I've been a follower of John McWhorter for over a year now, on YouTube as well as his written work. What attracted me early to his views on America's race issues is how closely his criticism of antiracists and American blacks closely paralleled my own complaints about the similarly self-infantilizing victimhood-obsessed elements in feminism. One can also easily transfer such critiques to the trans rights movement, which has become hijacked by a small group of loudmouth, in-your-face trans-activists (almost exclusively transwomen) whose words, actions, and reactions to challenges by natal women closely resemble traditional cis-het misogyny, committing all the same fundamentalist religious errors.

The American left in many ways has gone as off the rails as the American right, itself steeped in divinity-based fundamentalist religion. The left's religion may contain no gods or Sunday ritual requirements, but too much of it has become no less dogmatic or destructive than the right's old-time religion.

The readers who will enjoy and derive value from Woke Racism are found on both sides of the political spectrum and with all skin shades, but not so far down either side that they've become infected with each side's respective unshakeable ideological sanctimonies, and who want to challenge the racial essentialism and downright bigotry against both blacks and whites.
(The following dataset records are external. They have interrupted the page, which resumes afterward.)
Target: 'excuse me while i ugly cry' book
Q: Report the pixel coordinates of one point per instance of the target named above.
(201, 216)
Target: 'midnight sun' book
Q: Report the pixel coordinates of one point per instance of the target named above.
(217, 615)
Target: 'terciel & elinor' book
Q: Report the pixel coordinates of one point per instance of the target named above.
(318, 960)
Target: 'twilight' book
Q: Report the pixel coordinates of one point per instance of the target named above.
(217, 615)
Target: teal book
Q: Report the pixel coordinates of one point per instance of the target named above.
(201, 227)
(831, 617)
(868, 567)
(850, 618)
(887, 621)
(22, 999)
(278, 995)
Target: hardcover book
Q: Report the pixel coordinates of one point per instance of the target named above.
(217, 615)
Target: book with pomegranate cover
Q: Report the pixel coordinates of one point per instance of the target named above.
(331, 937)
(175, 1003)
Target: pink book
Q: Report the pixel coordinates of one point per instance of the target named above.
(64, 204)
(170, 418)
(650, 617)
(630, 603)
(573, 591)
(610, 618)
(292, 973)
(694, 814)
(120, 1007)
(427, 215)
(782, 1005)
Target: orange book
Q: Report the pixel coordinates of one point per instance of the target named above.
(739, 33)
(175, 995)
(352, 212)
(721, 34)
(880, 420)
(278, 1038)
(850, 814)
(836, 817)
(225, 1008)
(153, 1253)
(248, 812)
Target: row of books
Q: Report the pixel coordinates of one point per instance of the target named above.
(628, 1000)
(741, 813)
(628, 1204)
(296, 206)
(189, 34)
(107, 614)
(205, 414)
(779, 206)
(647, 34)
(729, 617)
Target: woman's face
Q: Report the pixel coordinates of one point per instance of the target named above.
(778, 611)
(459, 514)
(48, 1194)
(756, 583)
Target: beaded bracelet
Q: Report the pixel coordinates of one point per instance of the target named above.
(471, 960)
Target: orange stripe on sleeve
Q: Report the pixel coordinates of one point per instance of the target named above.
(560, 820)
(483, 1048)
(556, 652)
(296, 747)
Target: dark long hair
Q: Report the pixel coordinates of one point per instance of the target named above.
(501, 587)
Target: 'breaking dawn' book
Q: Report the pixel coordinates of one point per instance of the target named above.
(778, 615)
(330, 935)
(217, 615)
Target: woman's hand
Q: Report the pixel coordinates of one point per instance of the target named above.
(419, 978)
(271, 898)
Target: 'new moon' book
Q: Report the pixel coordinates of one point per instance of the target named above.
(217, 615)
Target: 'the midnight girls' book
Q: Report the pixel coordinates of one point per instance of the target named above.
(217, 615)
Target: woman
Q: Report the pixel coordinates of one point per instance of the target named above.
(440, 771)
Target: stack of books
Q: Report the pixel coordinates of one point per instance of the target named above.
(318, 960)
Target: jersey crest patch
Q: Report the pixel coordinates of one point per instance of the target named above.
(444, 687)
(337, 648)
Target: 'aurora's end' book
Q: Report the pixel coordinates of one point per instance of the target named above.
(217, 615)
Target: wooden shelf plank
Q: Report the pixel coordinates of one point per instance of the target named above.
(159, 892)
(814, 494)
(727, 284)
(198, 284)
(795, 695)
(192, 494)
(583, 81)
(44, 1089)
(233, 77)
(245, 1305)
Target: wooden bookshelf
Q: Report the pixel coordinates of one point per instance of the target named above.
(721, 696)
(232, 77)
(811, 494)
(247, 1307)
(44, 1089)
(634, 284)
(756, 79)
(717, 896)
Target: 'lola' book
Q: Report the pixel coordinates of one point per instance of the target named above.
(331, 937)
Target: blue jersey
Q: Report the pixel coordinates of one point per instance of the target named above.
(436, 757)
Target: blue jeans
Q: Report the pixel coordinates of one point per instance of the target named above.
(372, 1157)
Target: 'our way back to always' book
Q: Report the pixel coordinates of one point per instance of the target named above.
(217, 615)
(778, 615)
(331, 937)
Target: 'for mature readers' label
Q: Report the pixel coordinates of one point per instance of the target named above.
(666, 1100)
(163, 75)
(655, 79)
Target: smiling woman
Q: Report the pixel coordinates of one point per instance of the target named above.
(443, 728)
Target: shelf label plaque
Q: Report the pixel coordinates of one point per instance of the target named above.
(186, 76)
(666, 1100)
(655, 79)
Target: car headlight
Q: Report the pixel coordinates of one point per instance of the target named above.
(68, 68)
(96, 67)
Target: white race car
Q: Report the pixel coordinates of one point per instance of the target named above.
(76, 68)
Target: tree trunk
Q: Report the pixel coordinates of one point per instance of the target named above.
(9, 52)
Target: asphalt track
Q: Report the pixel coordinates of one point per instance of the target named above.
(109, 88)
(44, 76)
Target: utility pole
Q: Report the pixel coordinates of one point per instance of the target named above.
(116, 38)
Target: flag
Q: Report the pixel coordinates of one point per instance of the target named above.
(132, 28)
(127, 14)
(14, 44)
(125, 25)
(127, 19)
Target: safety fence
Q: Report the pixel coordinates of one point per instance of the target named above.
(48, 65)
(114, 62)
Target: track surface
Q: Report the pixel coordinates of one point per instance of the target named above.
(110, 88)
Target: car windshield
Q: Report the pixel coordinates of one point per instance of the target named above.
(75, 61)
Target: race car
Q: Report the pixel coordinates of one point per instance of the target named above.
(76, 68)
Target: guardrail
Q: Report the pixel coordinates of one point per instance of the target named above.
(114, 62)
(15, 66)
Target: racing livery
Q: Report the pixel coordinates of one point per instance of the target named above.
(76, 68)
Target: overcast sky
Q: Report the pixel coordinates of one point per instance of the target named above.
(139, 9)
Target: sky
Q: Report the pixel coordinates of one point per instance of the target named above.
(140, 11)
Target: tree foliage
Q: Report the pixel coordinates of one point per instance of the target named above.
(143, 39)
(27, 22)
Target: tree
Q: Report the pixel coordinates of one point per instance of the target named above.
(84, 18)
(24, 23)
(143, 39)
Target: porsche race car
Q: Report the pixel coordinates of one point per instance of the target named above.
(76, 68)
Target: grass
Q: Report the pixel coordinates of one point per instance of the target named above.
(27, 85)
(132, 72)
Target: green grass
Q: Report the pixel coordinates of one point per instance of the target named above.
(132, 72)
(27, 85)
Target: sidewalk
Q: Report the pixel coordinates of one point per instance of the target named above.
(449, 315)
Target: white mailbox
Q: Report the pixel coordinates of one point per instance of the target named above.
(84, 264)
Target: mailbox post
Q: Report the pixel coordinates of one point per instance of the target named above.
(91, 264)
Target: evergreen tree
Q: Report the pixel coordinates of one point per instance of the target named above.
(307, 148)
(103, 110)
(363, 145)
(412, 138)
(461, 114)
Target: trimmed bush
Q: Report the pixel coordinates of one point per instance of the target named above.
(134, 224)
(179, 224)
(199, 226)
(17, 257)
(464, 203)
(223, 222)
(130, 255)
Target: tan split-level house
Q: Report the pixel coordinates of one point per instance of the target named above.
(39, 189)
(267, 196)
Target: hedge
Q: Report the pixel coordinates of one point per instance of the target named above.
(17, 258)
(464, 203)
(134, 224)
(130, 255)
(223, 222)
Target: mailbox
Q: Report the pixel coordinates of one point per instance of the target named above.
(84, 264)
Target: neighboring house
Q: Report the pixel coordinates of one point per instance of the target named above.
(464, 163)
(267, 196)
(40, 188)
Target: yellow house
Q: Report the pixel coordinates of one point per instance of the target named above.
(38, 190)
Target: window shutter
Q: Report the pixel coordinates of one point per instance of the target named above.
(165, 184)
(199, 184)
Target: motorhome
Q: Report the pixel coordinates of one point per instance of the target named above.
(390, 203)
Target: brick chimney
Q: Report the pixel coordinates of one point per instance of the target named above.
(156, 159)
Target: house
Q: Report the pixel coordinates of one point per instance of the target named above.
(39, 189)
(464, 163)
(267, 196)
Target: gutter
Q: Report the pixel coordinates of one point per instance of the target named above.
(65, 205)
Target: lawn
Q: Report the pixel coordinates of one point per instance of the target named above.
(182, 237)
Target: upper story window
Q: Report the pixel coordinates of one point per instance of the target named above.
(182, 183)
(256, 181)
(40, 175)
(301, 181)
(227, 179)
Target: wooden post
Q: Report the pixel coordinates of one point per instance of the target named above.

It's particularly valuable for those who seek understanding of what's behind antiracism's Elect and need the justification, along with the right words and mindset to challenge them, or simply walk away with one's dignity intact.

Woke Racism is a starting point, in my opinion, for everything wrong with the left. It provides useful, real-world advice on how to handle antiracism extremists one can easily apply to whatever 'woke' social justice extremists are screaming in your face. It will strengthen your backbone and if nothing else, make you sleep easier the next time an Elect calls you a racist for some silly reason. Or a rapist or a transphobe or whatever is the epithet du jour.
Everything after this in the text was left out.